I am revising conformal mappings for a complex analysis exam, and I can't get my head around this question. I have some $$a\in D(0;1)$$, and for $$z\in D(0;1)$$ let $$f(z)=\frac{a-z}{1-\overline{a} z}$$ I have successfully shown, using the fact that the derivative of a conformal map must be non-zero everywhere, that this map f is conformal. But how can I show, that this is a bijection from $$D(0;1)$$ to itself? Do I show that it maps the boundary of $$D(0;1)$$ onto the boundary of $$D(0;1)$$ and if so, how do I do this?

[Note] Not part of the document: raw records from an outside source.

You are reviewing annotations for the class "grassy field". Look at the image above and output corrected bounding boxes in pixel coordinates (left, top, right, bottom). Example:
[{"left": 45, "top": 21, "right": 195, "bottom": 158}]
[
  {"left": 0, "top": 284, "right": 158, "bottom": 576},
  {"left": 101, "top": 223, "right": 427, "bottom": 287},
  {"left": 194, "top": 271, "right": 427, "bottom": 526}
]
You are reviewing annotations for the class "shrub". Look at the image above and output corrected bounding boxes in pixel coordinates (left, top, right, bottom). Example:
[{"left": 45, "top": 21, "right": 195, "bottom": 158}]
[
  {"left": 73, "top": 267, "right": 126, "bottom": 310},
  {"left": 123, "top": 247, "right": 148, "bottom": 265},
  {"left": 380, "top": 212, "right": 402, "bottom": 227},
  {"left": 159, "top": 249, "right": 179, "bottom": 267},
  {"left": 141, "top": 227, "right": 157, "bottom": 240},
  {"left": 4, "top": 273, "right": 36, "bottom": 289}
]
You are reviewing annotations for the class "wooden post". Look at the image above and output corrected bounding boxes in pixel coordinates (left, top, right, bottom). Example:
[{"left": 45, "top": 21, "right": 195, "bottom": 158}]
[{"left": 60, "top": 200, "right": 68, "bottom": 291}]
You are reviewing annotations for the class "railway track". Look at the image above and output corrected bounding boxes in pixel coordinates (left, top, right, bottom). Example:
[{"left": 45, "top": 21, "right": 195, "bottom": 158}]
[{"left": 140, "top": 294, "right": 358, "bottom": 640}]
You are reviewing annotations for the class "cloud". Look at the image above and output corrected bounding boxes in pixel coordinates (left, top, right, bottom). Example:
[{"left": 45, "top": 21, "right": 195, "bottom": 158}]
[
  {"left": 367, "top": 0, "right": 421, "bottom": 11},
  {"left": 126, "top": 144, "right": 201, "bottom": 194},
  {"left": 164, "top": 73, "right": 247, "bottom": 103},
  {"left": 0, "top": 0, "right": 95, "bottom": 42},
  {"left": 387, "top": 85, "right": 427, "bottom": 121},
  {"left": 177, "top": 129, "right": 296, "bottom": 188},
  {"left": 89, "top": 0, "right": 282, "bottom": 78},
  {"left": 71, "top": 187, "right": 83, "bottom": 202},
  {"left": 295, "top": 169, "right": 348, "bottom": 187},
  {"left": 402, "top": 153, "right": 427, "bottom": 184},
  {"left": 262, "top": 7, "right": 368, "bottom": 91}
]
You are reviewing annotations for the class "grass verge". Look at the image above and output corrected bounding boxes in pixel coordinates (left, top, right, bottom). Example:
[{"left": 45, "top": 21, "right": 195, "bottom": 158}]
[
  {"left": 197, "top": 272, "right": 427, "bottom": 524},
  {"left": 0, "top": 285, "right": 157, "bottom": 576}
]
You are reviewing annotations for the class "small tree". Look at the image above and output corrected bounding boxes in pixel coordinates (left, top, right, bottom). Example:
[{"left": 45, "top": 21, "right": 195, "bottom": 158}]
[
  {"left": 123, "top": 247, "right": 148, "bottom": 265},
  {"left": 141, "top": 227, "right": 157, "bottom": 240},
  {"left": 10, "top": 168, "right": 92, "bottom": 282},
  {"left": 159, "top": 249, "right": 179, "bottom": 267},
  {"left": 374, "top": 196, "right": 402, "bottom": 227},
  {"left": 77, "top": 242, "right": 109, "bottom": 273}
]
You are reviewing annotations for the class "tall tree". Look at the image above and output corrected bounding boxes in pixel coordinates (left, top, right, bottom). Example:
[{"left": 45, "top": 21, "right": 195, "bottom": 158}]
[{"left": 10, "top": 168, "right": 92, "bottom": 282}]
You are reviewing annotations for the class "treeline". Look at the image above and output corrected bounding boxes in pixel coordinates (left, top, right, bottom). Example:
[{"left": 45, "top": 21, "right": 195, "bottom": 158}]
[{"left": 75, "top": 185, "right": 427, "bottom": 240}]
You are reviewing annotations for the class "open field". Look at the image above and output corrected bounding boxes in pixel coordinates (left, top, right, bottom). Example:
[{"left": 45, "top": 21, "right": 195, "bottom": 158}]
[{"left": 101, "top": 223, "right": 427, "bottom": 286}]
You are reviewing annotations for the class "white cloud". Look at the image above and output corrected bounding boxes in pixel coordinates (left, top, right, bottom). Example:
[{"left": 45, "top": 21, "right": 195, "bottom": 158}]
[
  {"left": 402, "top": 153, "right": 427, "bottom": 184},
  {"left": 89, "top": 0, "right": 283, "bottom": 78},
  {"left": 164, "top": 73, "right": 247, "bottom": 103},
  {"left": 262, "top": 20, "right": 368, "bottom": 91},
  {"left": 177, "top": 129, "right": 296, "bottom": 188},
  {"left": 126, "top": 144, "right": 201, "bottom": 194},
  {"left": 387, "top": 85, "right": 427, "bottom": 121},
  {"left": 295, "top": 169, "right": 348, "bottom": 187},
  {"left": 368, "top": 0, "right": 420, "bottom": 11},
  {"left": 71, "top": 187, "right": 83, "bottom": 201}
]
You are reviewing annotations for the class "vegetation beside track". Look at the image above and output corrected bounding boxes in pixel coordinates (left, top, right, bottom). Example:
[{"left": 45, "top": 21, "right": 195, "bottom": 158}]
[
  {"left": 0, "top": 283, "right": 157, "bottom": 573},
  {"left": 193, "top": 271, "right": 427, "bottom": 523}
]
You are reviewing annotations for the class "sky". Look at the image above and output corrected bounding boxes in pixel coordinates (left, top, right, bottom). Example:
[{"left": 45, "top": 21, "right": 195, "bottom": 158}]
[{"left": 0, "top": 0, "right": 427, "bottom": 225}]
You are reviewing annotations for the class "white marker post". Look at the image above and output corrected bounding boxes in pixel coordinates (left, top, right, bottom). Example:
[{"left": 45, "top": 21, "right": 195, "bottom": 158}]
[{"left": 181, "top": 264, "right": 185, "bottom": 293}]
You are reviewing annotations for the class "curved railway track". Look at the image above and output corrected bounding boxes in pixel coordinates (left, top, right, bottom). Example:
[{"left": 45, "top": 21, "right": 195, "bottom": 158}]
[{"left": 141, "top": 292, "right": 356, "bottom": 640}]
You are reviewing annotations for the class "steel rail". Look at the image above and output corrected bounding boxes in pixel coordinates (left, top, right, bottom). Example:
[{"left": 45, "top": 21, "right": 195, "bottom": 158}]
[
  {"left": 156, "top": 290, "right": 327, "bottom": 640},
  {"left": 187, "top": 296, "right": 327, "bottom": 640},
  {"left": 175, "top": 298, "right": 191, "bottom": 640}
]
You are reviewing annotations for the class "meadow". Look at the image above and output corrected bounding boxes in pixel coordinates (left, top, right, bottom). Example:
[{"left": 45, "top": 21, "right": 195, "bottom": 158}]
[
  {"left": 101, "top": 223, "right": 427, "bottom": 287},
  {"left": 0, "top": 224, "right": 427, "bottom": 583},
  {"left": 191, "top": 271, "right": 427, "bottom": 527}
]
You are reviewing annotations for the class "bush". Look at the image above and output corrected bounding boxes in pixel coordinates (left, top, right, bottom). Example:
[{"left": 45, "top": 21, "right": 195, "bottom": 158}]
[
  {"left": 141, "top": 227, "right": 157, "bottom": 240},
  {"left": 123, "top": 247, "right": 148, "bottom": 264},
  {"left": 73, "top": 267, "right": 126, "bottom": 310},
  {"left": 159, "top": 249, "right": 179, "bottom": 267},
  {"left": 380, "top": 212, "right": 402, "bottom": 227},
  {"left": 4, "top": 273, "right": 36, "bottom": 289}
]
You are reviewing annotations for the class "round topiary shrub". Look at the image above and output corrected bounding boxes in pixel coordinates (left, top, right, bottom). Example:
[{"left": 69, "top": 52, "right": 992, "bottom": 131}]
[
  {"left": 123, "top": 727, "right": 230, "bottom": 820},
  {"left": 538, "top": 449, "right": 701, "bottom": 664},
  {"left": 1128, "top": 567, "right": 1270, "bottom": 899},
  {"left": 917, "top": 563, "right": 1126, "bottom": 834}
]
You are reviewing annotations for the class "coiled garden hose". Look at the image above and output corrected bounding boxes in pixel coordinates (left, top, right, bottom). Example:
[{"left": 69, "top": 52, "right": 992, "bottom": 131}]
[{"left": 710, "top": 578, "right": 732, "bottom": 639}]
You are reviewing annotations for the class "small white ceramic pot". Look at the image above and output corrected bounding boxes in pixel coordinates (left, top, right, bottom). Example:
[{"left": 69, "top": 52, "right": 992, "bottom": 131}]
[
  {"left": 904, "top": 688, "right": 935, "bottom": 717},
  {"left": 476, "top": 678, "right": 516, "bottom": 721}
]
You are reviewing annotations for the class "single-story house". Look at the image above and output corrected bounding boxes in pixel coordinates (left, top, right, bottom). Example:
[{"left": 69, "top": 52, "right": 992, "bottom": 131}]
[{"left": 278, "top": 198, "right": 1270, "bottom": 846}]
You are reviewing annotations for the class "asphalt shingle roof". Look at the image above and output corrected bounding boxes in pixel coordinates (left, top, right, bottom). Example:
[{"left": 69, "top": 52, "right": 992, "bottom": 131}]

Any help really appreciated.

Thanks.

• Hint: Compute $f(f(z))$. – sranthrop Jun 3 at 20:29
• "revising" should be "reviewing" – zhw. Jun 3 at 21:41

If it's conformal, it's bijective, so it suffices to show that it sends $$D\rightarrow D.$$ If $$z\in D$$, then $$|f(z)|^2=\frac{|z|^2+|a|^2-z\bar{a}-\bar{z} a}{1+|z|^2|a|^2-z\bar{a}-\bar{z}a}.$$ Recall that $$|z|^2<1.$$ Multiplying this by $$1-|a|^2,$$ we get that $$|z|^2-|a|^2|z|^2<1-|a|^2,$$ which implies that $$|f(z)|^2<1.$$

EDIT: The phrasing in the question is somewhat confusing, with the statement saying that it's conformal, which seems to be assuming what we want to prove in some sense. I've shown that it maps $$D$$ to $$D$$. As @Maxim pointed out, I should say something about bijectivity. In this case, it is clear because $$f$$ is an involution from $$D$$ to $$D$$, and hence it's bijective.

• $f$ is bijective locally, but by itself this doesn't prove that $f: D \to D$ is surjective and doesn't prove that $f: D \to D$ is injective. – Maxim Jun 4 at 14:39
• If you take conformal to mean analytic and bijective between two sets, why do you need to estimate $|f(z)|^2$? $f: D \to D$ is conformal automatically means $f: D \to D$ is bijective. If you take conformal to mean analytic and bijective only locally around each point (this is what is implied by a non-zero derivative), then you need to prove that you get all of $D$, not a proper subset, and you need to prove that you don't get some points more than once (consider $z^2$ on an annulus around the origin). – Maxim Jun 4 at 15:13
• I'm not saying what you have is incorrect, just that it doesn't answer the question. You take for granted that a Mobius transformation is injective, but even then, $|f(z)|^2 < 1$ does not show that $f$ maps $D(0, 1)$ to $D(0, 1)$ and not, say, to $D(0, 1/2)$. – Maxim Jun 5 at 15:17
• My issue is with the first part of your last comment. Suppose I say "$z \mapsto z/2$ sends any point in $D$ to a point in $D$ and is bijective, therefore it sends $D$ to $D$". The antecedent is true if "bijective" means "bijective between $D$ and the image of $D$". Your answer can be repeated verbatim for $z \mapsto z/2$. Therefore something is missing. – Maxim Jun 5 at 16:51
• @Maxim I’m going to delete my comments later on. Thanks for pointing out my mistake! – cmk Jun 5 at 17:32

Lets show that for $$a \in D(0,1)$$ the function $$f(z)=\frac{a-z}{1-\overline{a}z}$$ is bijective straight from the definition.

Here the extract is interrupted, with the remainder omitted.